Jakarta – Komisi III Dewan Perwakilan Rakyat (DPR) RI akhirnya mengungkap alasan di balik pergantian calon hakim Mahkamah Konstitusi (MK). Adies Kadir ditunjuk menggantikan Inosentius Samsul yang sebelumnya telah ditetapkan, namun kini mendapat penugasan lain.
Penugasan Lain Inosentius Samsul
Ketua Komisi III DPR, Habiburohkman, menjelaskan bahwa Inosentius Samsul perlu diganti karena akan menerima tugas baru. “Nah, terkait Pak Inosentius kami mendapatkan informasi yang bersangkutan akan mendapatkan penugasan lain sehingga Komisi III DPR RI perlu melakukan fit and proper lagi,” ujar Habiburohkman usai rapat paripurna di komplek parlemen, Senayan, Jakarta, Selasa (27/1/2026).
Informasi mengenai penugasan baru Inosentius ini sudah diterima Komisi III sejak minggu lalu. Namun, Habiburohkman belum merinci lebih lanjut mengenai detail tugas lain yang akan diemban oleh Inosentius. “Minggu lalu. Minggu lalu,” ucapnya singkat.
Penguatan Lembaga MK Menjadi Prioritas
Dalam rapat paripurna yang mengesahkan Adies Kadir sebagai calon hakim MK, Habiburohkman menekankan pentingnya penguatan institusi peradilan konstitusi tersebut. “Komisi III DPR RI memandang saat ini perlu adanya penguatan dalam lembaga Mahkamah Konstitusi Republik Indonesia untuk menjaga marwahnya dengan kembali pada pelaksanaan tugas dan fungsinya yang hakiki,” jelasnya.
Ia menambahkan bahwa pemilihan hakim konstitusi yang memiliki pemahaman hukum komprehensif dan rekam jejak cemerlang sangat krusial. “Oleh karena itu, Komisi III DPR RI menilai sangat penting adanya sosok hakim konstitusi yang memiliki pemahaman hukum yang komprehensif serta rekam jejak yang cemerlang dalam dunia hukum, sehingga dapat menjadi sosok penting dalam mengembalikan marwah Mahkamah Konstitusi Republik Indonesia,” tambahnya.

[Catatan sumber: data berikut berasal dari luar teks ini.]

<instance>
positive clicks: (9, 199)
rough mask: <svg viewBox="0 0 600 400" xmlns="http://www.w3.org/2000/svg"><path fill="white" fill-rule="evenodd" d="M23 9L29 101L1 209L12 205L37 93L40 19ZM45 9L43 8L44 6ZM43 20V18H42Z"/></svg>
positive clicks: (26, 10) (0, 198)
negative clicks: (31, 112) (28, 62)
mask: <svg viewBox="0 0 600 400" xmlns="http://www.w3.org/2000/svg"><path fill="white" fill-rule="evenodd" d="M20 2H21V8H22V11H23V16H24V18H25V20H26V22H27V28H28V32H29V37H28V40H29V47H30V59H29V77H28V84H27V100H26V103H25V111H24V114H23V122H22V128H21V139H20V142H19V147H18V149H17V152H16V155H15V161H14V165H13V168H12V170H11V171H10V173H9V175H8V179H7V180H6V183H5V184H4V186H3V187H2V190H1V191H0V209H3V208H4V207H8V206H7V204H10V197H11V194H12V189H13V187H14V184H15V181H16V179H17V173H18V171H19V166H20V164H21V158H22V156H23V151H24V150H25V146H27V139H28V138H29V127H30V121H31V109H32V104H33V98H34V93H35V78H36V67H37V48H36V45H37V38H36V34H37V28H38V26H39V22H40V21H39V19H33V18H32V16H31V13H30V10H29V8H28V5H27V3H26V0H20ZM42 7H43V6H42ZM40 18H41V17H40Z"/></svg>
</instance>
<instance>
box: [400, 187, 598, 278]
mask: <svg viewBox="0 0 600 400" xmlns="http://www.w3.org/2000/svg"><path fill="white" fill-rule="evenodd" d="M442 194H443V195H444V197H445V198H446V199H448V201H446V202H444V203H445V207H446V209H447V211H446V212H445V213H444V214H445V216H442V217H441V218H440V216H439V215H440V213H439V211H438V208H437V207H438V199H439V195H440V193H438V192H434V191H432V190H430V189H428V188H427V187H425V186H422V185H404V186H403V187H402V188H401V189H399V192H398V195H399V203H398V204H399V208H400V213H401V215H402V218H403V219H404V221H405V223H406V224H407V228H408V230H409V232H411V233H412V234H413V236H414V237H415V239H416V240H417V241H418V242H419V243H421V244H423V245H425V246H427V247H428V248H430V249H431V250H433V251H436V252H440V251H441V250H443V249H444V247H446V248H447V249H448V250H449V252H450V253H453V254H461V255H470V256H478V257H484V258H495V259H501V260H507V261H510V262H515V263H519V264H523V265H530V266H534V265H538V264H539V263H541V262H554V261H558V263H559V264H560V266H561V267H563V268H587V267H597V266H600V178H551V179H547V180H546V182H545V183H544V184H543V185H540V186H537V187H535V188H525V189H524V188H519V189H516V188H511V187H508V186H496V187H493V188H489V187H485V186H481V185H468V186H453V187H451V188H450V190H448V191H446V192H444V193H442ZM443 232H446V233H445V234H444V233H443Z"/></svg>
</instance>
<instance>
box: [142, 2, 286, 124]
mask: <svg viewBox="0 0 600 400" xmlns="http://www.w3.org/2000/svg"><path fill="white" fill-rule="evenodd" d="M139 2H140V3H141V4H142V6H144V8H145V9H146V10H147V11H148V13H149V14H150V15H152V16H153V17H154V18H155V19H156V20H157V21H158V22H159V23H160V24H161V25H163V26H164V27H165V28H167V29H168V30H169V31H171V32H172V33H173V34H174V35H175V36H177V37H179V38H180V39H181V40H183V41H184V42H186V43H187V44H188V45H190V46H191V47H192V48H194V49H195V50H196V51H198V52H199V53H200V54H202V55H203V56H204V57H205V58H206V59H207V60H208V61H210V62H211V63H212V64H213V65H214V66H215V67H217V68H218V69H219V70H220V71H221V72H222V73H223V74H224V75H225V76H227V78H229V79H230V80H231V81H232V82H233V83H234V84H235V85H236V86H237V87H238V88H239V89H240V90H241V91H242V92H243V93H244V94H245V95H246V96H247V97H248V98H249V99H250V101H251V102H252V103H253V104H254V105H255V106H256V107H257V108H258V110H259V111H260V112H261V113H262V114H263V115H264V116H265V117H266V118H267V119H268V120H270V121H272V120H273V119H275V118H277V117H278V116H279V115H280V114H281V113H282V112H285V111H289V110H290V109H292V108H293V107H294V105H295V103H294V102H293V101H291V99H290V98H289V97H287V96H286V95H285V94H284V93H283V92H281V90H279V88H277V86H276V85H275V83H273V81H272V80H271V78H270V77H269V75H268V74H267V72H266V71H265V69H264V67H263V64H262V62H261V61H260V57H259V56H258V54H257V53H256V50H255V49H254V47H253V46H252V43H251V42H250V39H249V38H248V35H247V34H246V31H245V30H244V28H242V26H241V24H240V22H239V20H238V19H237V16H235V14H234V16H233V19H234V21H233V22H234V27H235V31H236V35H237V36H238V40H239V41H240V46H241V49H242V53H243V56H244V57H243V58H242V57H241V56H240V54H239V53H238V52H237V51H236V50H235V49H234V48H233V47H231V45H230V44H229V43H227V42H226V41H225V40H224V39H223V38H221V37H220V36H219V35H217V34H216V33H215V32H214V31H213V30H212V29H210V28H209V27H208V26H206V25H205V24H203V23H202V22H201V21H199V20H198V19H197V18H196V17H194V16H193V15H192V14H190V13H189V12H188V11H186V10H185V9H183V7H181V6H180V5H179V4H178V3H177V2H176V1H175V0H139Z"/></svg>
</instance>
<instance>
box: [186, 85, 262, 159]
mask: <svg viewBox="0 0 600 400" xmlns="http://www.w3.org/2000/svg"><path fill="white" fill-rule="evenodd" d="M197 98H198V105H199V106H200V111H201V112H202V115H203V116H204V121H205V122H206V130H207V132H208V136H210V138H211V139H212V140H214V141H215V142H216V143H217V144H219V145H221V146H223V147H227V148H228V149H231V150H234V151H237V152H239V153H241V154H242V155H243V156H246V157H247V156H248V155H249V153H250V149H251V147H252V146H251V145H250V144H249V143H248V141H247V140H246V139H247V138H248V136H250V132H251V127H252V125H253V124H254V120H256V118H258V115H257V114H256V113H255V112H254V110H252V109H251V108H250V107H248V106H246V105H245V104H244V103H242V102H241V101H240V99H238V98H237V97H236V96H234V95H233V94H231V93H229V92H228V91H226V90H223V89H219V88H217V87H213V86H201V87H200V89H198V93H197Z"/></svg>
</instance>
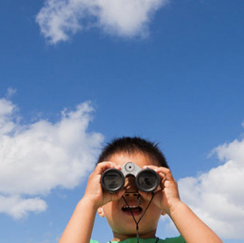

Proses Penetapan Calon Hakim MK
Sebelumnya, Inosentius Samsul sempat ditetapkan sebagai calon hakim MK dalam rapat paripurna ke-3 masa persidangan I tahun sidang 2025-2026 pada Kamis (21/8/2025). Namun, Komisi III DPR kemudian menggelar rapat lanjutan terkait pergantian calon hakim MK. Rapat tersebut menyetujui Adies Kadir untuk menggantikan posisi tersebut. Keputusan final penetapan Adies Kadir sebagai calon hakim MK disepakati dalam rapat paripurna DPR pada Selasa (27/1/2026).